- Rimsko Location in Slovenia
- Coordinates: 45°33′37.19″N 15°0′1.70″E﻿ / ﻿45.5603306°N 15.0004722°E
- Country: Slovenia
- Traditional region: Lower Carniola
- Statistical region: Southeast Slovenia
- Municipality: Kočevje
- Elevation: 591.2 m (1,939.6 ft)

Population (2002)
- • Total: 0

= Rimsko =

Rimsko (/sl/; also Remergrund, in older sources also Rimski svet, Römergrund) is a remote abandoned former settlement in the Municipality of Kočevje in southern Slovenia. The area is part of the traditional region of Lower Carniola and is now included in the Southeast Slovenia Statistical Region. Its territory is now part of the village of Knežja Lipa.

==Name==
The name Römergrund is derived from the dialect word ram or rom (plural rämme or römmer) 'raven' or 'carrion crow', thus meaning 'place with ravens or crows'. The Slovene writer Evgen Lah (1858–1930) speculated in 1893 that the German name Römergrund was related to Standard German Römer- ('Roman') in an essay defending the antiquity of the history of Carniola.

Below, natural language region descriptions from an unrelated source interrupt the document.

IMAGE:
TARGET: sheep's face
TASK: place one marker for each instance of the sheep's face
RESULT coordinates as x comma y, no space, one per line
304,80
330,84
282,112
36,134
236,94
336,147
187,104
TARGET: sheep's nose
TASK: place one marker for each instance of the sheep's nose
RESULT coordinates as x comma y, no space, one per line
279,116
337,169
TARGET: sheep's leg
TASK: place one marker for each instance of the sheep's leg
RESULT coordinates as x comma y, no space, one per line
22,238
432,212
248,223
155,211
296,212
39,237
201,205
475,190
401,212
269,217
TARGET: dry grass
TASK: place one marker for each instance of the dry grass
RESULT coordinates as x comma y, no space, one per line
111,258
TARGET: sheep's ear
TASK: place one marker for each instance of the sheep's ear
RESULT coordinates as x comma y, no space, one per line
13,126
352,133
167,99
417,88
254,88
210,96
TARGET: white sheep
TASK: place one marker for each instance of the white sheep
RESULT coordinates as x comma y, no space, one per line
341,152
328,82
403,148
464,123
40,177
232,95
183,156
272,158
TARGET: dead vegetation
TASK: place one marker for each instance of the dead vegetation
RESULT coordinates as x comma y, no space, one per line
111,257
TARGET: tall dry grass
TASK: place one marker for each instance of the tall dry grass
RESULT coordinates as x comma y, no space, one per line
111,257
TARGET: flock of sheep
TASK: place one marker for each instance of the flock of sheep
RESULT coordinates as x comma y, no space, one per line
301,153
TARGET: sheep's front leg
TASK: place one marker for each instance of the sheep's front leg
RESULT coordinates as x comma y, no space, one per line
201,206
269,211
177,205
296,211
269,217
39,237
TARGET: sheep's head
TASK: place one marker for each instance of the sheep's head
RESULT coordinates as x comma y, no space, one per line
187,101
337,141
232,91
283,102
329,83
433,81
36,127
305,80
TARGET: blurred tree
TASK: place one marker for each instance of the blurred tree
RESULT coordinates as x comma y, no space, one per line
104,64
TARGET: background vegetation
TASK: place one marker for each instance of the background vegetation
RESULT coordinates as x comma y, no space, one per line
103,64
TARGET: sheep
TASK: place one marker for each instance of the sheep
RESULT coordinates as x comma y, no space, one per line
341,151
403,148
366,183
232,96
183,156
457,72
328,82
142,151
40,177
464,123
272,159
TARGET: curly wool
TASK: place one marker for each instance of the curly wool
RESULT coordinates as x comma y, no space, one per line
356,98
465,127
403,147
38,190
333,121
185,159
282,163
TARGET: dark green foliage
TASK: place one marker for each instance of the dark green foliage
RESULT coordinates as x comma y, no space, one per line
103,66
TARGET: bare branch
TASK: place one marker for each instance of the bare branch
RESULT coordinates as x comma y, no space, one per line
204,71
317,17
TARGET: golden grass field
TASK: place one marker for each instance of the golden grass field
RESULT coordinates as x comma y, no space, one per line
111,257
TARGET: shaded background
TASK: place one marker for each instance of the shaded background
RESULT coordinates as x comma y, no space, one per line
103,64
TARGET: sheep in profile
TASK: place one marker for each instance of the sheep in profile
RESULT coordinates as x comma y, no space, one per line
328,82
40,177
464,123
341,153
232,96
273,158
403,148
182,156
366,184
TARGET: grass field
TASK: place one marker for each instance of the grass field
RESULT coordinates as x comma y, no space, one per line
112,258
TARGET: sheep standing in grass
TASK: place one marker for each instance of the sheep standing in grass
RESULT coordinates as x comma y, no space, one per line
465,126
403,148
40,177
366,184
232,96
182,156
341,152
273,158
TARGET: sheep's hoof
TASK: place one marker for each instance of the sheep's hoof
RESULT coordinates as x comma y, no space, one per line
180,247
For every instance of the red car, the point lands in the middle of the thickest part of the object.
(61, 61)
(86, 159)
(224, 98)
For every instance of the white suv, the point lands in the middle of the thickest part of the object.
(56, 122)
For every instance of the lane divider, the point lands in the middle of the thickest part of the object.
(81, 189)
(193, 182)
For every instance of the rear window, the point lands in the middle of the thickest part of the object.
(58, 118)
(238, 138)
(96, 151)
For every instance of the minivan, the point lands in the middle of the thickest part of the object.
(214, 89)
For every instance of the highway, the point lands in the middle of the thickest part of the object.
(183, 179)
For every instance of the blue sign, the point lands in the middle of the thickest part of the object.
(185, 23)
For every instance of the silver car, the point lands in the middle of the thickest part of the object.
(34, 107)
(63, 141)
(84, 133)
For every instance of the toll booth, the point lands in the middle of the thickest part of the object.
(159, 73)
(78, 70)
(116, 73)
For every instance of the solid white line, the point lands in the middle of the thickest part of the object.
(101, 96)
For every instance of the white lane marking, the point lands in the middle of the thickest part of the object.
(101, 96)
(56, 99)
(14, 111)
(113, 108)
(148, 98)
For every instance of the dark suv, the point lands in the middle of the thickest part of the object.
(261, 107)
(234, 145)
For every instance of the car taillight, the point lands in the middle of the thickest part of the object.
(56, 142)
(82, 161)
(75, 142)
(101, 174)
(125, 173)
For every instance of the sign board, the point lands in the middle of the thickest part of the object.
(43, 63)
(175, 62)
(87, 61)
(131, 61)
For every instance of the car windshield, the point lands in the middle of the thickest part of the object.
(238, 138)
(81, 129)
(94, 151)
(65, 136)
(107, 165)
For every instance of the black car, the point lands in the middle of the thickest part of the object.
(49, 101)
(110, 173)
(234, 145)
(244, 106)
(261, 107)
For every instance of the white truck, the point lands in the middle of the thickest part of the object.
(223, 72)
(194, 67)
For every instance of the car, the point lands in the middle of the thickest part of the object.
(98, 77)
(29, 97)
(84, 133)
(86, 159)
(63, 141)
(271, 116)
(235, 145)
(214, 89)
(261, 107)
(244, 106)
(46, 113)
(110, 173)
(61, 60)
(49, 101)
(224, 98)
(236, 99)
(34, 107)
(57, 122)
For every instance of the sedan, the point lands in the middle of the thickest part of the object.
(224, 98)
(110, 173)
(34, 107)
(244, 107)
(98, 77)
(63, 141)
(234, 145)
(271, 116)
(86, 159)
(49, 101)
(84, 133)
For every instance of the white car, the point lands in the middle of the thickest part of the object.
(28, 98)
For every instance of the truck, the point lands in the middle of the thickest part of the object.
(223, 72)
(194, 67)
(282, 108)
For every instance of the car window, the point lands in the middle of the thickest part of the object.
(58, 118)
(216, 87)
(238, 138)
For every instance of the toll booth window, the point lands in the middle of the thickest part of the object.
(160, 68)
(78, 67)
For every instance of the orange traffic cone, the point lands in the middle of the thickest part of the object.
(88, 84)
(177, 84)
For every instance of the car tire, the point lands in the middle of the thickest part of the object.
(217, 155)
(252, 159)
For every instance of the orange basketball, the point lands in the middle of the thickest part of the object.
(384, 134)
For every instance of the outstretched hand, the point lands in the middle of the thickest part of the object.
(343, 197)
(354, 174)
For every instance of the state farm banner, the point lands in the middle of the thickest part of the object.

Correspondingly, an early attempt to Slovenize the name Römergrund was Rimski svet (literally, 'Roman place, Roman area'). The modern Slovene name Rimsko (literally, 'Roman') is a similar mistranslation, and it has been characterized as a "senseless coinage for Römergrund, which has no connection at all with the Romans."

==History==
Rimsko was a village inhabited by Gottschee Germans. Several prehistoric tumuli are located in a nearby woods along the road. Before the Second World War it had nine houses. In May 1942 the settlement was burned by Italian troops and it was not rebuilt after the war. In the 1960s a hunting lodge was built in the area.